The last days since what is now called the “Royal Prank Tragedy” has been curious, but not entirely surprising. Not in the least that I have had Gerard Henderson, of the Sydney Institute, basically writing a similar argument about radio pranks as I articulated in my previous blog post. Rarely have the Sydney and Preston Institutes agreed so heartily. I had other responses from various people, including a former employee of Austereo who spoke of a headquarters “decorated from material that looked like seconds from the Death Star” and likened working for them to this scene from The Dark Crystal:
Southern Cross Austereo (SCA) itself hasn’t covered itself in glory either in the last days, with a number of gaffes that seem to show that they haven’t any intention to change their culture or their macho approach to corporate responsibility to society.
1. Blame the Hospital for Not Answering the Phone.
Rhys Holleran, the CEO of SCA, said that the station “tried to ring the hospital” to gain permission to play the stunt. Not only has this been denied by the hospital, it shows a complete misunderstanding by SCA of their culpability. Instead of trying to avoid censure from ACMA for not following the Commercial Radio Code of Practice, what they should have said is “we should never have run the prank, having not been able to contact the hospital”. It sounds like the program director or whoever was responsible for the show said something like “oh, well, it’s just a great prank, let’s just get it on air and sort out the legals later”. It comes out as blame shifting, rather than taking responsibility.
2. “It Can’t Have Just Been Our Prank That Did This”
Austereo’s Sandy Kaye, when speaking to the New York Post about the tragedy, said what a number of people around water coolers – and even the presenters on The View – have been saying for the past few days –
“Surely, there’s a lot more to suicide than a prank call where a woman has [done nothing more than] put through a phone call… Perhaps the hospital should have known about that. If that turns out to be the case and they knew about her fragile situation, then why would you leave her on the front line?”
While this kind of speculation isn’t surprising amongst people away from the media and even on a public water cooler discussion show like The View, it’s astonishingly insensitive when coming from a spokesperson from the company directly involved. It’s more blame shifting – inferring the King Edward VII should not have nurses working at their hospital if they are “fragile”. After all, as we know, it wasn’t usually her job to answer phones – she was a nurse on station at 5.30 am, who just happened to answer a phone.
Then there were the PR playbook moves that shouldn’t have been fooling anyone – but probably are.
1. Parade the Hosts On Tightly Controlled Media
Many people saw the tearful interview with the two hosts in question – it is not surprising that they feel great remorse and regret.
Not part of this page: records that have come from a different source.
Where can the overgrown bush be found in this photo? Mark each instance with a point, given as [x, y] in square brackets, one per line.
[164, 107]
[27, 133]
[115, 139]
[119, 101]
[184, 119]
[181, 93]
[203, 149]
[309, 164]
Interestingly, they absolved themselves from an amount of responsibility from what happened after the call was made – which shows that this was indeed an Austereo blame shifting culture problem, where hosts are encouraged to make such calls, but then pass responsibility onto others. The interview was intended to make viewers sympathise with the hosts, probably with the hope being that it distracts possible anger towards their bosses that foster the culture.
If Austereo were serious about having remorse for their action, the station staff directly responsible for co-ordinating pranks and allowing the material going to air should be interviewed – and not by a friendly, sympathetic interviewer like the ones found on ACA or TT. Or, maybe they should get the kind of treatment that “dodgy welfare cheats” get from those programs. Doubtful, considering SCA is a major purchaser of advertising on Channels 7 and 9.
2. Suspend Advertising and Cancel the Show
This is the trick 2GB played when Alan Jones was receiving negative publicity after the Died in Shame incident. They suspended advertising for two weeks – and now the advertisers would be knocking on the door, knowing that Jones’ ratings have increased since the incident. Austereo have done the same – it will be interesting to see how long that lasts. The show, the Hot 30, has been cancelled, which is an odd decision, given that it’s mostly a music show, with the latest popular songs with a bit of banter between them. I can’t think 2Day won’t have a show like that again. Again, more spin from the company.
I don’t agree with Tum Burrowes of Mumbrella that Holleran should resign. This would be yet another token sacrifice that companies do when they want to deflect criticism and don’t want to change their culture. This is why I suspect that he will probably resign soon enough. What should happen is a root and branch review and a cancelling of pranks that target the bystanders. I don’t think this will happen. If The View is anything to go by, there is still a belief that such pranks in themselves are harmless and a bit of fun – as I have been told by many outside the Twitterverse in the last couple of days.
Little doubt this will story will continue to play out and then finally fade away, leaving behind the tragedy and the family involved. It can’t be easy to have a loved one’s mental state being speculated upon by American TV shows. Ultimately, the executives of SC Austereo will survive this. They will continue to live in what the former Austereo employee who talked to me called their alternative reality. For those people trying to change their macho, rigid self belief, the phone message they will receive would go like this – “The reality you are accessing is no longer in service. Please contact your local reality provider.”